The soap -- a particular commercial form for women to "listen" to at home while ironing and cooking -- that is on the way out. For those of us who loved it, that is lamentable...but we can take comfort in all the contributions soaps have made for most of the 20th century and a smidgen of the 21st.
6. Wacky? Not at all. Not one bit.

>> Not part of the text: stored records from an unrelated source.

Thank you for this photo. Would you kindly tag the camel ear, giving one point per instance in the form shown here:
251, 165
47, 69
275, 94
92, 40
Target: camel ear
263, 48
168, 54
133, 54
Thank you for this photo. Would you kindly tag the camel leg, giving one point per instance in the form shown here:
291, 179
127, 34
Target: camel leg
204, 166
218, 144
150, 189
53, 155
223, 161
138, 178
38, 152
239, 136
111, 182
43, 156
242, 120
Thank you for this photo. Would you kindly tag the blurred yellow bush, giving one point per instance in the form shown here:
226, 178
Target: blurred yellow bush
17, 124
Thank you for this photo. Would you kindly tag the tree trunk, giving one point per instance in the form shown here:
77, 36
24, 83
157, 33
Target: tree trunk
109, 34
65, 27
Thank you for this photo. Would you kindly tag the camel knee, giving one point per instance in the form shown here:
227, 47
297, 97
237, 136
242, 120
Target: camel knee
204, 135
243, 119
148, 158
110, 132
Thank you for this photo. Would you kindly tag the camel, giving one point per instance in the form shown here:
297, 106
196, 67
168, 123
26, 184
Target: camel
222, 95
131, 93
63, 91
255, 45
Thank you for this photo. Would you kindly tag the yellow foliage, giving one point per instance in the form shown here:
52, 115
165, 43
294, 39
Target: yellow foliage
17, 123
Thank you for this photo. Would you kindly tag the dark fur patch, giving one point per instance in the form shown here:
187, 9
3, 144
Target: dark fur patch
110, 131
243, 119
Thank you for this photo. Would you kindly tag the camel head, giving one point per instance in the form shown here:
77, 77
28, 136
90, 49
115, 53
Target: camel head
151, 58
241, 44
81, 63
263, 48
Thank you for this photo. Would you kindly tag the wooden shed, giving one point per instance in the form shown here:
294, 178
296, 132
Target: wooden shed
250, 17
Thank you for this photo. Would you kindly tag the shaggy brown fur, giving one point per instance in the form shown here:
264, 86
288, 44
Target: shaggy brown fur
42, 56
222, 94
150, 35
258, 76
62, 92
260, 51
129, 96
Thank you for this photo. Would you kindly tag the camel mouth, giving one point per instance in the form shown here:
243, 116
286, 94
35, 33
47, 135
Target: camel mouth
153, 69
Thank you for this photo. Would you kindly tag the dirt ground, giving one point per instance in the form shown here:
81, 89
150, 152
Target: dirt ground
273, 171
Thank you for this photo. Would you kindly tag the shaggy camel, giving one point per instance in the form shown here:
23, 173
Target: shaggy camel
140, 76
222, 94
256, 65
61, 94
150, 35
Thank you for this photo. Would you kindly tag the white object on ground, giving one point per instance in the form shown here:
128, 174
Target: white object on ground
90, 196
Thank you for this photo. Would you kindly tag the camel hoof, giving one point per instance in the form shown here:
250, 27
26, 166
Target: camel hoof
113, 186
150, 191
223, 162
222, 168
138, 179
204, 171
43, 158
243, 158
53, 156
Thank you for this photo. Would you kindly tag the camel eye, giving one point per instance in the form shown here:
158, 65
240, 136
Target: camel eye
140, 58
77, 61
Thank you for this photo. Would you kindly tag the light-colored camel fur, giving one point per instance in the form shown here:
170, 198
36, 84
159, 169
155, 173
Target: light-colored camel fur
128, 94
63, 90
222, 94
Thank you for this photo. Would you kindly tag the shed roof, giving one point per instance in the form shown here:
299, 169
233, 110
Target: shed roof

But the use of that word "wacky" is a fundamental one--and it displays the kind of cultural bias that soaps have had to work against from the beginning.
- Too commercial (e.g., James Thurber's "Anacinville")
- Too women-oriented (melodrama produces eye rolls in the network executive)
- Too emotional and relationship oriented (that's basically misogyny and, in more recent times, homophobia)
- Too old (When we call them "grandma's stories", we're basically buying into both ageism, and the prevailing belief that generations can't share popular culture)
Wacky is just the latest line of insults that soaps and their supporters have had to endure. So, as we have for the better part of a century, our best course of action is to ignore the insulters. Because they do not understand how these "worlds without end" have given us a sense of home and narrative throughline that runs through our lives. They cannot know what we will be missing, because they never had the joy of experiencing it for themselves in the first place.